The rule, put in place just before President Obama left office, would require animals to be able to exhibit natural behavior — the ability to sit, walk, stretch and stand without touching other animals or the sides of the pen, as well as having free and clear access to the outside — in order to receive organic certification.
First proposed in April 2016, the rule was delayed several times after its initial publication in January. It was originally scheduled to go into effect in March.
In February, USDA delayed the rule's implementation until May 19. That date was pushed back until November 14 as the department sought further comment and review of the rule. USDA announced on Nov. 9 that the final rule would be further delayed until May 14, 2018. USDA reported that it received more than 47,000 comments recently from the public, with the majority of them wanting the rule to be implemented.
Conventional livestock groups opposed the rule from the start and expressed support for withdrawal. The National Pork Producers Council said the standards it would have established weren't based on science and were outside the scope of the Organic Food Production Act of 1990. The pork producers group also said that animal production practices have nothing to do with the basic concept of organic, and that the organic certification process would have become more complex if the rule were in place.
Senate Agriculture Chairman Pat Roberts, a Kansas Republican, called the rule "unwanted and unneeded" and said he was glad USDA had listened to his concerns. "With USDA’s wise decision to withdraw this rule, organic livestock and poultry producers can rest assured that they will not be forced out of business by another costly and burdensome regulation," he said in a news release.
Had the rule gone into effect, it was projected to be especially harmful on organic egg and poultry farmers. A USDA report issued in January projected it would cost those farmers between $8.2 million and $31 million per year to comply for the first five years of the rule. That contrasts with $670 million in organic egg sales and $494 million in organic poultry sales in 2015. However, USDA also estimated that egg producers would see benefits from the rule between $4.1 million to $49.5 million annually.
Easier to quantify is the increasing demand for certified organic food products. Despite heftier price tags, sales of organic food items continue to rise. Nielsen data released by the Organic Trade Association earlier this year found organic foods are in 82.3% of the country's 117 million households. It's no wonder that sales surged 8.4% to a record $43 billion last year
In particular, meat and poultry products carrying the "USDA Organic" label are big sellers. Organic meat and poultry sales posted new records in 2016, increasing by more than 17% to $991 million for the category’s biggest-ever yearly gain.
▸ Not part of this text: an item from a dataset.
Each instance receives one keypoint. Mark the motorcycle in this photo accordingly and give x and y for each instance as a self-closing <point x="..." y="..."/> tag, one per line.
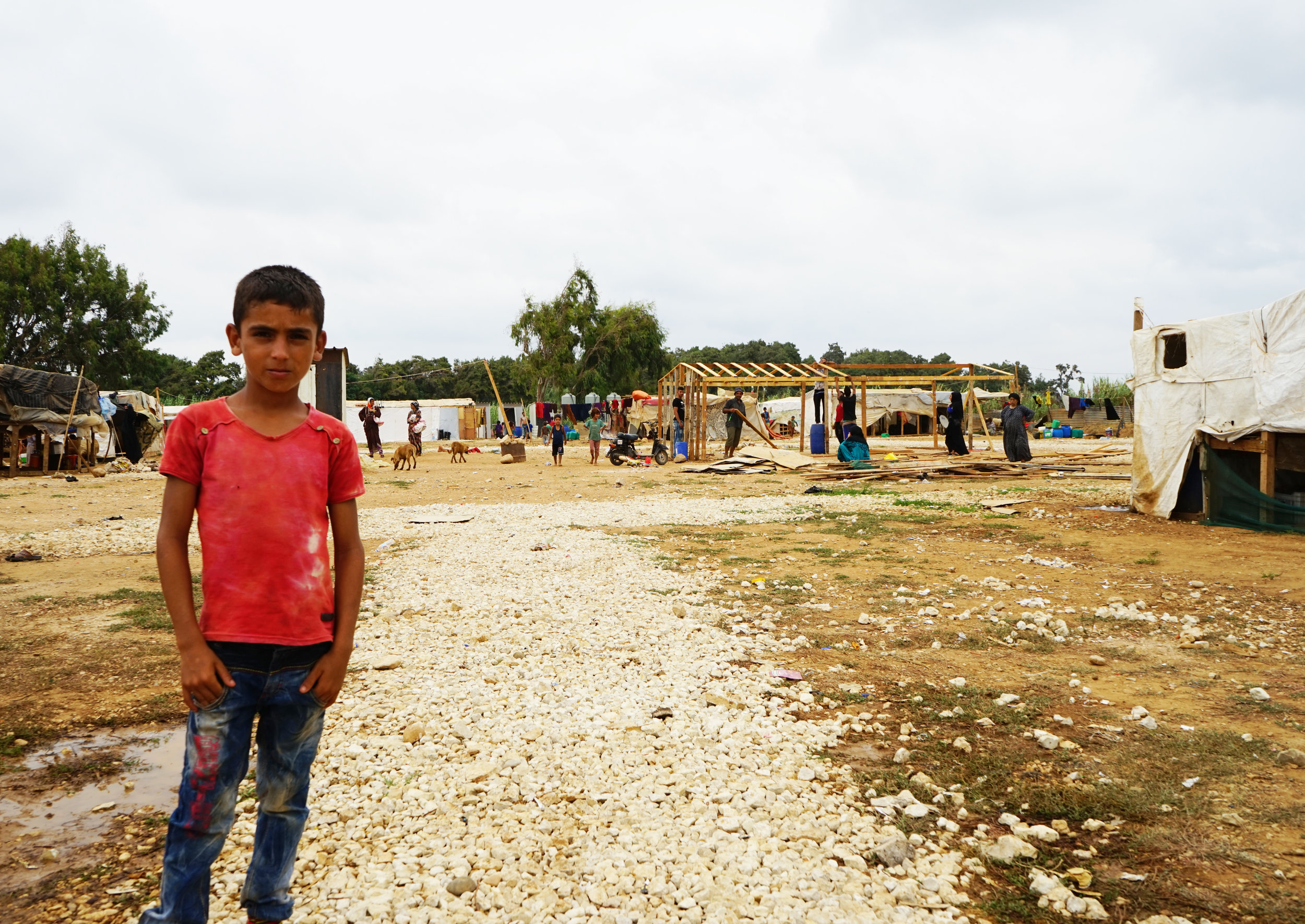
<point x="624" y="449"/>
According to the Organic Trade Association, sales of organic meat and poultry were expected to surpass the $1 billion mark for the first time in 2017.
While many organic food producers supported the rule, some did not. Egg producers Cal-Maine and Herbruck's Poultry Ranch objected to changes mandated by the proposed rule. Pete & Gerry's — the country's top-selling brand of organic eggs — and the Organic Egg Farmers of America wanted to see it enacted.
According to a recent report from a coalition of animal welfare groups — including the Animal Welfare Institute, American Society for the Prevention of Cruelty to Animals and Farm Forward — the organic industry's success reflects the growing desire of consumers for transparency in how their food is produced and their support for the humane treatment of farm animals.
"A national survey conducted in 2016 found that the vast majority of consumers (77%) are concerned about the welfare of animals raised for food. In research conducted by the nation’s largest retailer, Walmart, two-thirds of the company’s customers stated that they are more likely to shop at a retailer that improves the treatment of livestock," the report stated, adding that support for humane animal treatment was even stronger among consumers who buy organic foods.
Consumer pressure for establishing organic animal welfare standards could be the wild card in this situation, but given all the controversy and political wrangling over the rule to date, it's more likely that the issue will finally end up being decided in court.